Si les femmes sont globalement à parité avec les hommes dans la fonction finance, elles restent sous-représentées dans les plus hautes fonctions. Pourtant selon la loi Rixain, la part de personnes de chaque sexe parmi les cadres dirigeants et les instances dirigeantes ne pourra être, à compter du 1er mars 2026, inférieure à 30 %.
Il existe à travers le monde quelques rares femmes à la tête de grands établissements bancaires et financiers. Mary Callahan Erdoes a été nommée, dès 2009, directrice générale de JP Morgan Asset and Wealth Management. Plus récemment, en 2021, Citigroup se dotait d’une femme pour CEO en la personne de Jane Fraser, tandis que Adena Friedman devenait en janvier 2017, PDG du Nasdaq, soit la première femme au monde à diriger un groupe boursier.

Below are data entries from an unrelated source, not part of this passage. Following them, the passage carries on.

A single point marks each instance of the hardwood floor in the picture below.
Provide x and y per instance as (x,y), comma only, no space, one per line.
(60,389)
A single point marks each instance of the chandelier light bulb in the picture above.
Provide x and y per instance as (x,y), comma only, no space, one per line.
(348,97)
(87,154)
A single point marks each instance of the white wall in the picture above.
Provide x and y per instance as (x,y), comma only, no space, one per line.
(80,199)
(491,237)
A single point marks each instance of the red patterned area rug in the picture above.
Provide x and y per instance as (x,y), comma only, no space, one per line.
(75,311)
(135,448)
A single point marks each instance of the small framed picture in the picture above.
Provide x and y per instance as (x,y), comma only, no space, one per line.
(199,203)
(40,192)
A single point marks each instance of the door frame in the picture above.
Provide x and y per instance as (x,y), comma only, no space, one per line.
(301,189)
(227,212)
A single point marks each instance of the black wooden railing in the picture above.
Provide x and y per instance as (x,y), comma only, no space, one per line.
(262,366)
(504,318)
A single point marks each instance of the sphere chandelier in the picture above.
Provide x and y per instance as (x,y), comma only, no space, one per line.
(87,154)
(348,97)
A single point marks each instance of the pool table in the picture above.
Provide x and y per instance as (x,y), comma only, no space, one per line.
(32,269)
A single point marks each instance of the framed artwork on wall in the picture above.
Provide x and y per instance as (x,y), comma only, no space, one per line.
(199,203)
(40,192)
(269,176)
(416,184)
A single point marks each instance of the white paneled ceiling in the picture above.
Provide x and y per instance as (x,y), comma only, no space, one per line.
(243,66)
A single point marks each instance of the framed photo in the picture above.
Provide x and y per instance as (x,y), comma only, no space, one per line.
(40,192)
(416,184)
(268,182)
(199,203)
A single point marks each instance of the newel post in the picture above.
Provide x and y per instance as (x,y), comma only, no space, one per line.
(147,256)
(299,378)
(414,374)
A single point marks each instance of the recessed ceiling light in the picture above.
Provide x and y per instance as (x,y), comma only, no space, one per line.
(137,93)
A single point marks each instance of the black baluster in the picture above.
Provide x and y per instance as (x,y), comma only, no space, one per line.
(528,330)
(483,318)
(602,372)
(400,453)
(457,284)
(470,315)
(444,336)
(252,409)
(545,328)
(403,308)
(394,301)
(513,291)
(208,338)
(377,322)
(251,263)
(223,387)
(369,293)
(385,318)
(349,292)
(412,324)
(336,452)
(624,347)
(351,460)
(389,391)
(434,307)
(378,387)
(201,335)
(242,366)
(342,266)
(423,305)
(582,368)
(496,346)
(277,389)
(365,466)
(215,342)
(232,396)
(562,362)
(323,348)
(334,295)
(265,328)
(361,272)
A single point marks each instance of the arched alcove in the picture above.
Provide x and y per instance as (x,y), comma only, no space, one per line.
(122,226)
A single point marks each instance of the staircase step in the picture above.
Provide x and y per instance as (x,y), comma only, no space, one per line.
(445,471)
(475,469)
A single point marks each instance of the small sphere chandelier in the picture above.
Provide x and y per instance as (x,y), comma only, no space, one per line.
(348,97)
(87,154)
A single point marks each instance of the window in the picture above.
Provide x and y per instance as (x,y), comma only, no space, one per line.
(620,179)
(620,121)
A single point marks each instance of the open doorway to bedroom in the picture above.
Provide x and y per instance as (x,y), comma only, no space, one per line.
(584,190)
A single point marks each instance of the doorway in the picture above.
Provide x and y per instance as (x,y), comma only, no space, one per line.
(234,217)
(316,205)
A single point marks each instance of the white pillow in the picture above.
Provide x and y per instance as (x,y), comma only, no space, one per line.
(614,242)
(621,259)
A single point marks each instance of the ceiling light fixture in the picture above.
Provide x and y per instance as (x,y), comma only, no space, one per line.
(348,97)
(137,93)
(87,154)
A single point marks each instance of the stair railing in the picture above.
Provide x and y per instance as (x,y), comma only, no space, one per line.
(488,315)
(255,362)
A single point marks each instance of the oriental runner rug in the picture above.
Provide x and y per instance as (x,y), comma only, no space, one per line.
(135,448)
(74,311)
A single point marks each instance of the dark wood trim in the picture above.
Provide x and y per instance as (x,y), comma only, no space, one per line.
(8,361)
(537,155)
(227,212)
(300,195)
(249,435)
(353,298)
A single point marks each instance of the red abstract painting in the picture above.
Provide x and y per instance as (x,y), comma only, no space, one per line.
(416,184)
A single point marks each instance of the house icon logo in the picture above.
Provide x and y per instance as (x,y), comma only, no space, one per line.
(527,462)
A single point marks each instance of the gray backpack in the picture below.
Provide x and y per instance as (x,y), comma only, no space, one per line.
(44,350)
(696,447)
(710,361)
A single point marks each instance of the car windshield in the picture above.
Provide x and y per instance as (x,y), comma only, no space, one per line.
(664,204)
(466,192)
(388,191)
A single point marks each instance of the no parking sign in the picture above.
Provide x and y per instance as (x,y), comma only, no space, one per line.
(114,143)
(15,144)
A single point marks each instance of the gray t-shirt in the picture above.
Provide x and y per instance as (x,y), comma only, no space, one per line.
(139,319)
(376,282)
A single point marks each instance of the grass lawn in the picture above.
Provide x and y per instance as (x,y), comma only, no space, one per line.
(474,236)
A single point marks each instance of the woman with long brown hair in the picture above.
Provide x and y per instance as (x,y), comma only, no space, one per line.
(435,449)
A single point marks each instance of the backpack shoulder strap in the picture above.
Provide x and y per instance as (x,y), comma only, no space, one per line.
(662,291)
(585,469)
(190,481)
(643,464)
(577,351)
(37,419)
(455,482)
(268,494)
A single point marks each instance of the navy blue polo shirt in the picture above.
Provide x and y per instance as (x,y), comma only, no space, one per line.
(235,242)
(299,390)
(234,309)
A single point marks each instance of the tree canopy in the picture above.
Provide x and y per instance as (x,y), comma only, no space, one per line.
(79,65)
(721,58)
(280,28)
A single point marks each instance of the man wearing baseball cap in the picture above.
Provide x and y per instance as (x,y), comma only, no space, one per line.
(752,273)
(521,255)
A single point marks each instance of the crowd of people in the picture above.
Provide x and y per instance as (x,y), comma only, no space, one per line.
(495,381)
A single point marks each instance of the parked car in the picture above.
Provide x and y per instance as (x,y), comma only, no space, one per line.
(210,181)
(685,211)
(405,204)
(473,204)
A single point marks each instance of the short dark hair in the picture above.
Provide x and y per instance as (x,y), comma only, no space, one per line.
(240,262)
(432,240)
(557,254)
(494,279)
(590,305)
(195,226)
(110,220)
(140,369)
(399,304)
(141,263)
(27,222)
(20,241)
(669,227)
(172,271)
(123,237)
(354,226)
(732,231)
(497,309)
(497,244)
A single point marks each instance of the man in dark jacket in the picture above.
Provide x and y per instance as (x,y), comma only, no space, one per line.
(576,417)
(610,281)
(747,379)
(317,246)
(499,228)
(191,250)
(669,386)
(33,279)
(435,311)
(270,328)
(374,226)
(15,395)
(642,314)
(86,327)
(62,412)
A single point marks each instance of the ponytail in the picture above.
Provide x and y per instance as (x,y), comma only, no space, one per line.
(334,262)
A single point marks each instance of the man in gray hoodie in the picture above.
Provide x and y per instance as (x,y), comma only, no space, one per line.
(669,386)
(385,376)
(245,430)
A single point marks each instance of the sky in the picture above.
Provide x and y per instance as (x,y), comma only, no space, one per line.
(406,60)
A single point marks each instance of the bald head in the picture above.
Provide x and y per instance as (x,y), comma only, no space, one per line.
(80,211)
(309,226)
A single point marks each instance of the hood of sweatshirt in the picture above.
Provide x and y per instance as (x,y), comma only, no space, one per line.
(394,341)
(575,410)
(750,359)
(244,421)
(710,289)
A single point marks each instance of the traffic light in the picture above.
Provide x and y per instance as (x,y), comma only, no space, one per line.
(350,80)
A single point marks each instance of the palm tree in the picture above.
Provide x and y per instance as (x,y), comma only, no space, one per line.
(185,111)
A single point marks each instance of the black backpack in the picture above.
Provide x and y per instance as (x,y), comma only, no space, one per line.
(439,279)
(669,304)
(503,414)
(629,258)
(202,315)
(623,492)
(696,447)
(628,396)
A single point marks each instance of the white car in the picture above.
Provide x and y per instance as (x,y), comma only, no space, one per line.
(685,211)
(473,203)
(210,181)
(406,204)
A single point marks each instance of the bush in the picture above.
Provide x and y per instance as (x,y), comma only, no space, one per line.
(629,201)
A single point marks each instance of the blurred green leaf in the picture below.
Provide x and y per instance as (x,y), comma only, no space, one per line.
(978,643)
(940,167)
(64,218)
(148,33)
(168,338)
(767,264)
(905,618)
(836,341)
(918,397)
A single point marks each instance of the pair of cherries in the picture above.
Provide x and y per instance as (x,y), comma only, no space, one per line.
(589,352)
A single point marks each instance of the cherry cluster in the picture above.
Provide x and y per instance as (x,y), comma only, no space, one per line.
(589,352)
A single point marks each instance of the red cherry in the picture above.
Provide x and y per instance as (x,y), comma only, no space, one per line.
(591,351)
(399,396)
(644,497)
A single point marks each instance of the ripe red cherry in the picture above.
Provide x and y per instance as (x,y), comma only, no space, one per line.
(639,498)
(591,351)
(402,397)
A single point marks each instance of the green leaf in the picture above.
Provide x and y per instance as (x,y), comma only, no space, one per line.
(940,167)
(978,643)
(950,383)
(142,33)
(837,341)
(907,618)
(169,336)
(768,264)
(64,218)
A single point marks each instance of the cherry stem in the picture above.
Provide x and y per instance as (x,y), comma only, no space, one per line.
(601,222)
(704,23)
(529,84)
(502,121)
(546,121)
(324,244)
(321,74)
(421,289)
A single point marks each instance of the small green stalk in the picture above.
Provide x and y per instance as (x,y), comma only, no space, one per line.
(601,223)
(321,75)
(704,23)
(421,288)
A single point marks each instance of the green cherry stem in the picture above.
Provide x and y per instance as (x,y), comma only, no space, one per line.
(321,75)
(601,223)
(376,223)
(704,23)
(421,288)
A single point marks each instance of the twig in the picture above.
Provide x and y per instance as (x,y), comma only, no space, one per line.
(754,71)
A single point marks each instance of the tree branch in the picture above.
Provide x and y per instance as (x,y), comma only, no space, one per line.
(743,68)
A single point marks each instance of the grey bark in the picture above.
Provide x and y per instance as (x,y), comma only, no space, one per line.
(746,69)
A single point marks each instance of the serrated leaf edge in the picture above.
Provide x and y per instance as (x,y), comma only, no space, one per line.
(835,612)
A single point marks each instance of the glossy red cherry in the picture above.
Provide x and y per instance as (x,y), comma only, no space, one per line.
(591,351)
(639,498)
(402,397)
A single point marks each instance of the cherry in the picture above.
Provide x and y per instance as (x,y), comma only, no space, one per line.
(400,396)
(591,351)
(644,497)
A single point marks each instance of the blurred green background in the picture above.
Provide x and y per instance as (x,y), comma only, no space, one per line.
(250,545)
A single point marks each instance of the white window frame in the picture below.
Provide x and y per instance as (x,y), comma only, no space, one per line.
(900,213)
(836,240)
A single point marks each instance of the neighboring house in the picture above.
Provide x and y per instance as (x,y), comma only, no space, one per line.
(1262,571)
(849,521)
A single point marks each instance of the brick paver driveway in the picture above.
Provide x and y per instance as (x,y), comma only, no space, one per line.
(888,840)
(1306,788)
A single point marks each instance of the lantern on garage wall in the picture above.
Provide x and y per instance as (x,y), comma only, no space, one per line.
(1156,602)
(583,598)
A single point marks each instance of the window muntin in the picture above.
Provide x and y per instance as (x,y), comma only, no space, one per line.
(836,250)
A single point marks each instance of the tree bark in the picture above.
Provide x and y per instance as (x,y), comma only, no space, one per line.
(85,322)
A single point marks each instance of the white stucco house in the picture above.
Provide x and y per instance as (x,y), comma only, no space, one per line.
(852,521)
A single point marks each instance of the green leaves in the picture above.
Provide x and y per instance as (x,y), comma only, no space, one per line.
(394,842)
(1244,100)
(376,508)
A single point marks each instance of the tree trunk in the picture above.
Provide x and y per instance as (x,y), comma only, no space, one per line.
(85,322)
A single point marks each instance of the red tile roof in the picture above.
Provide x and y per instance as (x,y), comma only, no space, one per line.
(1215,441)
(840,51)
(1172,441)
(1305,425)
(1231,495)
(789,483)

Malgré ces quelques exceptions, les femmes restent très largement sous-représentées à la direction des grands groupes. Qu’en est-il au sein de la fonction finance ?
Selon une étude menée par le cabinet de conseil Deloitte dans 200 pays à travers le monde, « Advancing women leaders in the financial services industry, 2023 update : A global assessment », la part des femmes dans les hautes fonctions de la finance progresse et devrait continuer de progresser. Si, en 2023, elles ne représentent que 18,4 % des C-suites (cadres supérieurs, de niveau dirigeant), elles pourraient atteindre 22 % des C-suites à horizon 2031. Des chiffres en progression mais qui restent très en deçà des seuils définis par la loi Rixain, visant à une représentation équilibrée entre femmes et hommes au sein des cadres dirigeants : 30 % en 2026, puis 40 % en 2029.
En France, les effets de la loi du 27 janvier 2011, dite Copé-Zimmermann, concernant les conseils d’administration, sont réels : les conseils d’administration des sociétés du CAC 40 comptent 46,4 % de femmes, une...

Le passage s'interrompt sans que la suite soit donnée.